So this is our next task here.
And so, when you build a sentiment classifier,
you're talking about positives and negatives.
So, thumbs down, and thumbs up.
But if you remember, our product ratings, we're not about positive and
negative, they're numerical things.
So, for example, if I take all the products, and
I'll take the rating column and I do a .show, and we did above just for
the giraffe, but do a .show for everything with the view equal
to Categorical, we're now getting a histogram for
all of the views, and if you take a quick look at it, you'll see that most reviews
are positive across the board 107,000 reviews are five stars.

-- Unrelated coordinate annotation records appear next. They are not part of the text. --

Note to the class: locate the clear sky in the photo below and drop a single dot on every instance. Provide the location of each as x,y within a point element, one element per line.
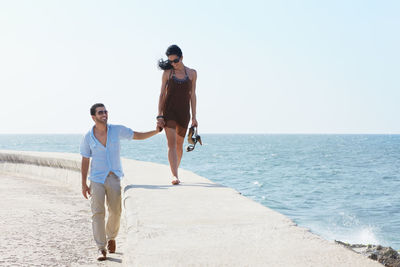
<point>263,66</point>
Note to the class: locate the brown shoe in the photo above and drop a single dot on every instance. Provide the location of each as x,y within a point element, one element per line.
<point>102,255</point>
<point>111,246</point>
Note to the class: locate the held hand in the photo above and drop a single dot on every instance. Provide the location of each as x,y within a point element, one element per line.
<point>85,191</point>
<point>194,122</point>
<point>160,124</point>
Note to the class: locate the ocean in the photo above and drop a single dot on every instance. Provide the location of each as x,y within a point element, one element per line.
<point>341,187</point>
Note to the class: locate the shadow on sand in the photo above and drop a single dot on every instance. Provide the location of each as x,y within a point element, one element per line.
<point>153,187</point>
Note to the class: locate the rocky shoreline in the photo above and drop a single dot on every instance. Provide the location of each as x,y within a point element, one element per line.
<point>385,255</point>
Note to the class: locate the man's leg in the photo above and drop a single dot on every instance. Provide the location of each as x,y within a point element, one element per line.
<point>113,193</point>
<point>98,213</point>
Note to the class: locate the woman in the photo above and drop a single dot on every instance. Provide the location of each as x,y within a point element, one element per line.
<point>178,95</point>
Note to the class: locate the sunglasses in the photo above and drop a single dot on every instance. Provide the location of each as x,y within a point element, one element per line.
<point>101,112</point>
<point>176,60</point>
<point>193,140</point>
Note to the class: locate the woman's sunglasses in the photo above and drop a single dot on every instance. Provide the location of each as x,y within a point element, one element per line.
<point>193,140</point>
<point>176,60</point>
<point>101,112</point>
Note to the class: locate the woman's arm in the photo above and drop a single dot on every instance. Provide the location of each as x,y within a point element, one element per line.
<point>161,99</point>
<point>163,92</point>
<point>144,135</point>
<point>193,99</point>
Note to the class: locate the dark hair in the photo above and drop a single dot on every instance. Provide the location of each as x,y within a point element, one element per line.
<point>93,108</point>
<point>171,50</point>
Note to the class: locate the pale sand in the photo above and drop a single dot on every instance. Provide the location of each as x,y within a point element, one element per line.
<point>47,224</point>
<point>198,223</point>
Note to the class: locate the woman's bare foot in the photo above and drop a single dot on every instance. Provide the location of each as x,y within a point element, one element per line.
<point>175,181</point>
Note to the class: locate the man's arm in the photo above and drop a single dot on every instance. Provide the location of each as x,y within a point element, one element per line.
<point>144,135</point>
<point>84,171</point>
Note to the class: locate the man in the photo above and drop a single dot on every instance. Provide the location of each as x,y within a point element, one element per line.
<point>102,144</point>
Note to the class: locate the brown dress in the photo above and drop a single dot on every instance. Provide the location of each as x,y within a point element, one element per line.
<point>177,103</point>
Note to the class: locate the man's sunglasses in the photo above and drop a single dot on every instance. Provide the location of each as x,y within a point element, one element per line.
<point>101,112</point>
<point>176,60</point>
<point>193,140</point>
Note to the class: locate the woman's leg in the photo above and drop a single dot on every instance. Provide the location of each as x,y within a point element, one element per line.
<point>172,153</point>
<point>179,144</point>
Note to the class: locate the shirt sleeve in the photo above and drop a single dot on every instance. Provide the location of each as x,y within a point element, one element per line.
<point>85,150</point>
<point>125,133</point>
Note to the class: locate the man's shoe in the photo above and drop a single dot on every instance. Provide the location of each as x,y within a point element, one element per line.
<point>102,255</point>
<point>111,246</point>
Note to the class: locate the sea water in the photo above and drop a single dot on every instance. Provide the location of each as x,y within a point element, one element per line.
<point>341,187</point>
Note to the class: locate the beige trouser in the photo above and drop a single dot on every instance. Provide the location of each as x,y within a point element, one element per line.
<point>112,190</point>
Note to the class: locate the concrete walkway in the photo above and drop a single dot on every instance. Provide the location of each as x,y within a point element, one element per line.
<point>197,223</point>
<point>46,224</point>
<point>200,223</point>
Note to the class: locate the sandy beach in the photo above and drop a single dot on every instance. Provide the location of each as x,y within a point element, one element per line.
<point>198,223</point>
<point>47,224</point>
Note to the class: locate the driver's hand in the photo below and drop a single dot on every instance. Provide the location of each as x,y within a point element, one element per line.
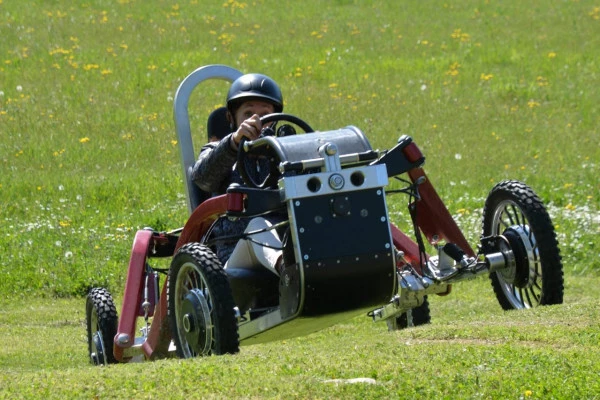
<point>250,129</point>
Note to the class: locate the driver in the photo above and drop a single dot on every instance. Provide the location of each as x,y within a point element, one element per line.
<point>250,97</point>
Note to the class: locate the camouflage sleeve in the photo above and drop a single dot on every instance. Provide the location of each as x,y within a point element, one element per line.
<point>212,171</point>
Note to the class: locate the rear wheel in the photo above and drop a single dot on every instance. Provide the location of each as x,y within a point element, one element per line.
<point>101,322</point>
<point>200,304</point>
<point>534,276</point>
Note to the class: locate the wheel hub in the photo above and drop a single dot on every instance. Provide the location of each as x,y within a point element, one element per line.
<point>196,322</point>
<point>97,354</point>
<point>522,247</point>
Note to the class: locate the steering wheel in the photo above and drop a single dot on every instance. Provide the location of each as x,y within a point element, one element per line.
<point>274,174</point>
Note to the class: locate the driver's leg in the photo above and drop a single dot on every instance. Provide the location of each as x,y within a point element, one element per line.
<point>262,248</point>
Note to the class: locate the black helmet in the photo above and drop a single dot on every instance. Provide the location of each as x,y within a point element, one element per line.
<point>254,86</point>
<point>217,124</point>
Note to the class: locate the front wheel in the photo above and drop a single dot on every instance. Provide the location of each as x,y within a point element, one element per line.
<point>535,275</point>
<point>101,322</point>
<point>419,315</point>
<point>200,304</point>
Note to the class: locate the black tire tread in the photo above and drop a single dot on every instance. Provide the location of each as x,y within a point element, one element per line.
<point>420,315</point>
<point>226,332</point>
<point>540,223</point>
<point>100,301</point>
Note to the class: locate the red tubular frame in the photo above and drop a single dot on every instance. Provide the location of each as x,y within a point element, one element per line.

So most people review positively, and just write reviews about products they like.
They don't typically write reviews about products they don't like.
Then the next set of reviews, 33,000 four stars.
Then 3 stars and again, a lot of people write really bad reviews 1 star, 2 star,
why would you give a review product 2 stars?
You might as well just give them 1 star if you really hated it.
And this is what we observe in the histogram.
But again, for sentiment analysis, we have to define what's thumbs up and
what's thumbs down.
And so I'm gonna make an arbitrary choice here.
Let's say that things that 4, 5 stars are things that people liked.
So those are positives.
Things that 1 and 2 stars are negative.
But the things that are 3 stars, those are kind of in the middle.
So, let's just throw those out.
So we're gonna do a little bit of what we'll call data engineering,
just defining what is a positive and negative sentiment.
So let's do that right now.
So in the subsection we're gonna define
what's a positive and a negative sentiment.
And what I'm gonna
do first is ignore all
city star reviews.
The way to do it is by saying,
okay I'm gonna take the product stable the variable products.
And I'm gonna just select everything out
of the products table whose rating was not 3.
So, products[products['rating'] |= 3].